Because the operators \(x\) and \(p\) are not compatible, \([\hat{X},\hat{P}]\neq 0\), there is **no **measurement that can precisely determine both \(x\) and \(p\) simultaneously. Hence, there must be an uncertainty relation between them that specifies how uncertain we are about one quantity given a definite precision in the measurement of the other. Presumably, if one can be determined with infinite precision, then there will be an infinite uncertainty in the other. Recall that we had defined the uncertainty in a quantity by

\[\Delta A = \sqrt{\langle A^2 \rangle - \langle A \rangle ^2} \tag{1}\]

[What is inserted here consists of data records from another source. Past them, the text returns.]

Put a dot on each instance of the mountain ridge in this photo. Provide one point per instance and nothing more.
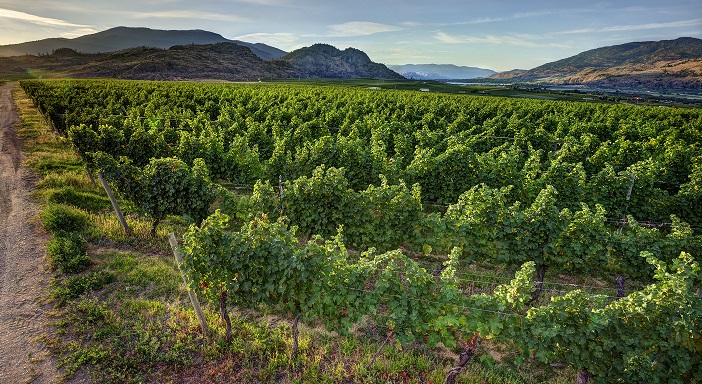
(120, 38)
(672, 64)
(220, 61)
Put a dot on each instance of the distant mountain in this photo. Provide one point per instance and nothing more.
(440, 71)
(668, 64)
(120, 38)
(222, 61)
(326, 61)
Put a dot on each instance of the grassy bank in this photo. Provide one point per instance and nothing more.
(122, 312)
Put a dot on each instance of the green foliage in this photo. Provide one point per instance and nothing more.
(59, 218)
(67, 253)
(84, 200)
(74, 286)
(165, 186)
(652, 335)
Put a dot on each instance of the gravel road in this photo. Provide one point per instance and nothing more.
(23, 275)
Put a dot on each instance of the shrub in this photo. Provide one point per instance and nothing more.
(87, 201)
(67, 254)
(59, 218)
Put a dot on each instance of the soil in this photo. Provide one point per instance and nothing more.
(23, 272)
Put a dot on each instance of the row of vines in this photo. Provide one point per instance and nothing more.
(531, 185)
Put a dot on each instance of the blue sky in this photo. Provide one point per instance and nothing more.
(499, 35)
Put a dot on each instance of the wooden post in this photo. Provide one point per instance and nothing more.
(193, 297)
(280, 195)
(118, 211)
(90, 175)
(628, 197)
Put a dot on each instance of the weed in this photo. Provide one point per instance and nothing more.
(59, 218)
(75, 286)
(84, 200)
(67, 253)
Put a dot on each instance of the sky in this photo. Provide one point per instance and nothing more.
(499, 35)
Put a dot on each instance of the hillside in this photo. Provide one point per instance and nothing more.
(120, 38)
(223, 61)
(326, 61)
(672, 64)
(220, 61)
(440, 71)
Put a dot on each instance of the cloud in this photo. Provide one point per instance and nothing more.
(269, 38)
(493, 40)
(183, 14)
(359, 28)
(635, 27)
(79, 32)
(34, 19)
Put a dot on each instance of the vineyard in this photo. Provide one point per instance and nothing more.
(341, 206)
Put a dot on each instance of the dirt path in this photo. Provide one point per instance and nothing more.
(22, 271)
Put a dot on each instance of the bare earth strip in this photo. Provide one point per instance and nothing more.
(23, 276)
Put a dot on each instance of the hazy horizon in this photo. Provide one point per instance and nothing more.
(499, 35)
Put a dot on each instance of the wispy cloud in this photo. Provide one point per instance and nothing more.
(79, 32)
(275, 39)
(359, 28)
(636, 27)
(492, 40)
(34, 19)
(186, 14)
(495, 40)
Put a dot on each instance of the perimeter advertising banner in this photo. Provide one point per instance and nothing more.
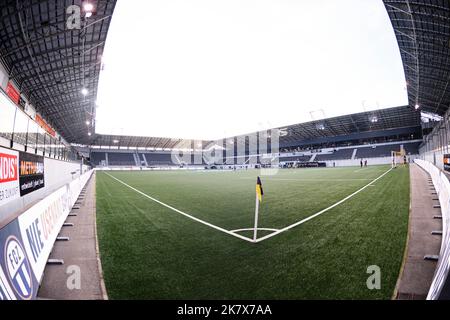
(17, 280)
(9, 175)
(31, 173)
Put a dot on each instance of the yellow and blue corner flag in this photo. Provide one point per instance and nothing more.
(259, 190)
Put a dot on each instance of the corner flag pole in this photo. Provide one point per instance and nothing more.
(259, 194)
(255, 230)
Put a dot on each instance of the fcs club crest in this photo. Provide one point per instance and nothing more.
(18, 268)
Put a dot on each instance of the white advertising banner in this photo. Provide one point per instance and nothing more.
(9, 175)
(5, 290)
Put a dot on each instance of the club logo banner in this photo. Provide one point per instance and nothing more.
(17, 280)
(31, 173)
(9, 175)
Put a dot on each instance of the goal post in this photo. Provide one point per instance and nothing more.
(397, 158)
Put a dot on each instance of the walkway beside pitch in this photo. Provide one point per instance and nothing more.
(80, 253)
(417, 273)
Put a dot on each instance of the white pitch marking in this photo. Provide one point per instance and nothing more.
(181, 212)
(322, 211)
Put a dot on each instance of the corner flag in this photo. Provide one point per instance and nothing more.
(259, 190)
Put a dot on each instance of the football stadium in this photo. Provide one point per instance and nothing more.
(224, 150)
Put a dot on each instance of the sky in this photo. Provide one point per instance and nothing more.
(209, 69)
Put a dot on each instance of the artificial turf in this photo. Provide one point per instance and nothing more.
(151, 252)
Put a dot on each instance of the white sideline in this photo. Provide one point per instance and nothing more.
(322, 211)
(181, 212)
(233, 232)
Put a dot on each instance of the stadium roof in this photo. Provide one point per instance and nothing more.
(371, 121)
(422, 29)
(51, 63)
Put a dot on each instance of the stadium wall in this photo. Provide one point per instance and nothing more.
(440, 286)
(56, 173)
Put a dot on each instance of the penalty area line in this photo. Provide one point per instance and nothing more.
(320, 212)
(181, 212)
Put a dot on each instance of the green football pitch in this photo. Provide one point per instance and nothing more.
(170, 234)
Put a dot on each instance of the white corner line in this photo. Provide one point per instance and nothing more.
(233, 232)
(181, 212)
(251, 229)
(320, 212)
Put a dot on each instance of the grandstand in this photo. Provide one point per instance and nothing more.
(148, 217)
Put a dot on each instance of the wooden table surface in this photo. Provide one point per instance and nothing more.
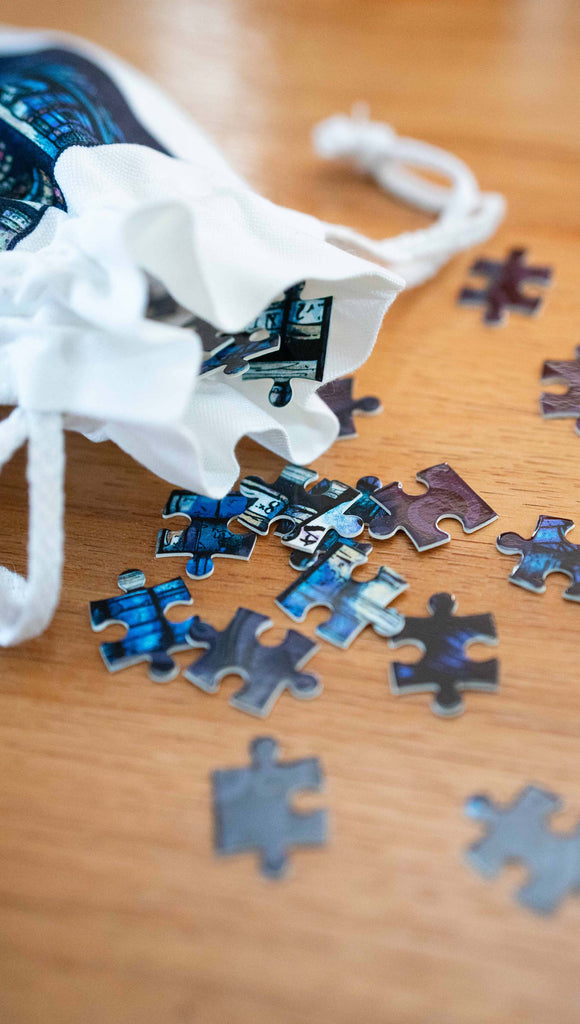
(115, 908)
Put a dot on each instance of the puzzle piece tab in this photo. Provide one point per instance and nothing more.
(503, 292)
(207, 537)
(266, 671)
(338, 396)
(448, 497)
(445, 670)
(546, 551)
(354, 604)
(519, 833)
(568, 404)
(252, 809)
(151, 637)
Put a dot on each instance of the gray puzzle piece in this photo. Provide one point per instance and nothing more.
(252, 808)
(266, 671)
(518, 833)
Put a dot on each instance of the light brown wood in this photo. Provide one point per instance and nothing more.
(114, 906)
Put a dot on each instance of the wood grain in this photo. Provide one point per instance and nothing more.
(114, 907)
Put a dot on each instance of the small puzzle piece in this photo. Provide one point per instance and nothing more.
(503, 292)
(338, 396)
(266, 671)
(252, 809)
(448, 497)
(354, 604)
(568, 404)
(546, 551)
(207, 537)
(307, 515)
(151, 637)
(444, 669)
(519, 833)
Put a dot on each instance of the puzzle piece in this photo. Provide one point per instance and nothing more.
(445, 670)
(448, 497)
(207, 537)
(266, 671)
(252, 808)
(338, 396)
(562, 372)
(503, 292)
(151, 637)
(354, 604)
(302, 327)
(307, 515)
(546, 551)
(518, 833)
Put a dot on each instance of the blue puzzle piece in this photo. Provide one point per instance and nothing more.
(207, 537)
(151, 637)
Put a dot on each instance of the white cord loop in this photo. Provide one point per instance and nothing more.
(466, 216)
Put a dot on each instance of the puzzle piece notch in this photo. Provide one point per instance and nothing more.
(448, 497)
(546, 551)
(266, 671)
(208, 536)
(503, 292)
(151, 637)
(519, 833)
(444, 669)
(252, 810)
(562, 372)
(338, 396)
(354, 604)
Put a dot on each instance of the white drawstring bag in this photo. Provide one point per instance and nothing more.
(110, 195)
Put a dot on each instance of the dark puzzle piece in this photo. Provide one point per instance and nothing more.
(151, 637)
(561, 406)
(252, 809)
(338, 396)
(546, 551)
(207, 537)
(306, 515)
(448, 497)
(354, 604)
(301, 326)
(518, 833)
(266, 671)
(445, 670)
(503, 292)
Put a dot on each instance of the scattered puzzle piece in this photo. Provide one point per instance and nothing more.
(207, 537)
(568, 404)
(266, 671)
(338, 396)
(252, 808)
(354, 604)
(151, 637)
(503, 292)
(448, 497)
(445, 670)
(546, 551)
(518, 833)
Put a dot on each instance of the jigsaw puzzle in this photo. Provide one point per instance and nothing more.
(444, 669)
(503, 292)
(266, 671)
(448, 497)
(252, 809)
(562, 372)
(354, 604)
(207, 537)
(338, 396)
(151, 637)
(546, 551)
(519, 833)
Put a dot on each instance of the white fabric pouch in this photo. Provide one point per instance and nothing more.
(149, 296)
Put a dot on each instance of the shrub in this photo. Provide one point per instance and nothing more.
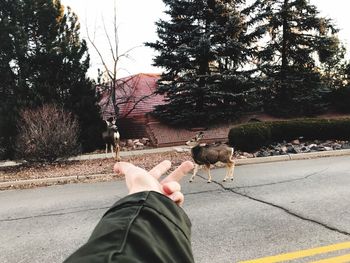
(251, 136)
(46, 134)
(341, 99)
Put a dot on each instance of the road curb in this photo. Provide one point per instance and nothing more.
(258, 160)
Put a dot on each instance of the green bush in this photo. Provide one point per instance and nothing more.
(46, 134)
(252, 136)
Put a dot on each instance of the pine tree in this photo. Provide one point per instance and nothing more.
(289, 61)
(46, 62)
(202, 47)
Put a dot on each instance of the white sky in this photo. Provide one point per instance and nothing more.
(136, 25)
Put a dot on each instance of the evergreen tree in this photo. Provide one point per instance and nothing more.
(289, 60)
(202, 47)
(47, 62)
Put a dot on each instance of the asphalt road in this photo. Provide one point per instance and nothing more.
(269, 209)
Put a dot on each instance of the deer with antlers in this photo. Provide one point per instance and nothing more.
(206, 155)
(111, 138)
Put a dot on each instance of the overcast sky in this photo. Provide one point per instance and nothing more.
(136, 25)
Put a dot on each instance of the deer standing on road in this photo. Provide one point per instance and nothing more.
(111, 138)
(206, 155)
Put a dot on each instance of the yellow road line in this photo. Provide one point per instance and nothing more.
(300, 254)
(340, 259)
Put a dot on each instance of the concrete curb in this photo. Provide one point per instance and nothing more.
(300, 156)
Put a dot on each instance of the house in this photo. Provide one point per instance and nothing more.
(135, 98)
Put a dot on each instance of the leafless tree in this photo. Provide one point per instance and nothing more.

Thus, for \(x\) and \(p\), we have

\[ \Delta x = \sqrt{\langle x^2 \rangle - \langle x \rangle ^2} \tag{2a}\]

\[ \Delta p = \sqrt{\langle p^2 \rangle - \langle p \rangle ^2} \tag{2b}\]

These quantities can be expressed explicitly in terms of the wave function \(\Psi (x, t)\) using the fact that

\[\langle x \rangle = \langle \Psi(t)\vert x\vert\Psi(t)\rangle = \int dx \langle \Psi (t) \vert x \rangle \langle \vert x\vert X\vert\Psi(t)\rangle =\int dx \Psi^*(x,t) x \Psi(x,t) \tag{3}\]

and

\[\langle x^2 \rangle = \langle \Psi(t)\vert x^2\vert\Psi(t)\rangle = \int \Psi^*(x,t) x^2 \Psi(x,t) \tag{4}\]

Similarly,

\[\langle p \rangle = \langle \Psi(t)\vert p \vert\Psi(t)\rangle = \int dx \langle \Psi (t) \vert x \rangle \langle \vert p \vert \Psi (t) \rangle = \int dx \Psi^*(x,t){\hbar \over i}{\partial \over \partial x}\Psi(x,t) \tag{5}\]

and

\[\langle p^2 \rangle = \langle \Psi(t)\vert p^2\vert\Psi(t)\rangle = \int dx \Psi ^* (x, t)\left(-\hbar^2{\partial^2 \over \partial x^2}\right)\Psi(x,t) \tag{6}\]

Then, the Heisenberg uncertainty principle states that

\[\Delta x \Delta p \stackrel{>}{\sim} \hbar \tag{7}\]

which essentially states that the greater certainty with which a measurement of \(x\) or \(p\) can be made, the greater will be the *uncertainty* in the other.